Economics is the study of human behavior in response to limited resources. Much of it is
determined by multiple, natural, instincts. We have already covered a few: Ambition and its ugly sister
Greed (Lessons 4 and 10), Slavery Evasion (Lesson 7), Cost/benefit Analysis (Lesson 11) and
Competitiveness (Lesson 14). These instincts cannot be extinguished and must be dealt with. However,
there is a master instinct which overrides the others: Adaptation.
Learning occurs in response to positive and negative stimuli (reward and punishment). Adaptation is
a change in behavior that results from learning. All creatures adapt, either consciously or unconsciously,
individually or collectively. All societies have challenges, and free, capitalist societies get big ones:
- Our competition allows big losers and big failures.

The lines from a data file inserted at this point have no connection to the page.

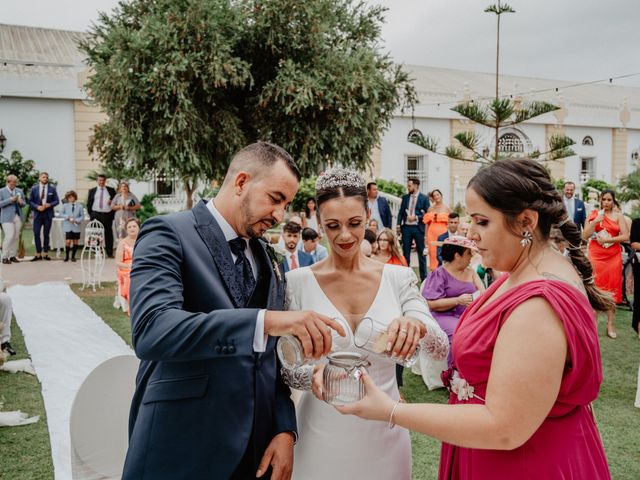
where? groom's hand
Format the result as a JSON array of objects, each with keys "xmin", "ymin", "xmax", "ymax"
[
  {"xmin": 256, "ymin": 432, "xmax": 294, "ymax": 480},
  {"xmin": 264, "ymin": 310, "xmax": 347, "ymax": 359}
]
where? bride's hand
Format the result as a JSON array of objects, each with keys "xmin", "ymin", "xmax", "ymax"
[
  {"xmin": 387, "ymin": 317, "xmax": 427, "ymax": 358},
  {"xmin": 335, "ymin": 370, "xmax": 395, "ymax": 422},
  {"xmin": 311, "ymin": 364, "xmax": 324, "ymax": 400}
]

- Our rapid economic growth comes with big recessions.
- Our harnessing of ambition can lead to big greed and corruption.
- Our creative ingenuity can lead to creative, ingenious crime.
But free societies are also free to adapt and, as a result, our problems are short-lived. Because we
are constantly exposing ourselves to new challenges, we evolve rapidly, becoming strong and resilient.
Adaptation is stunted, and problems are prolonged by government and through government:
- by bailing out failed banks.
- by bailing out failed auto worker unions.
- by subsidizing inefficient farms, bloated universities and dumb energy ideas.
- by enacting tariffs and other trade barriers.
- by reelecting bad politicians for decades.
- by failing to enforce laws, such as immigration laws, naked short-selling laws for
investors, and tax laws for Democrats.
Our longest recessions have been the ones that the government tried to fix. Our shortest ones were
the ones that were left to the people to fix.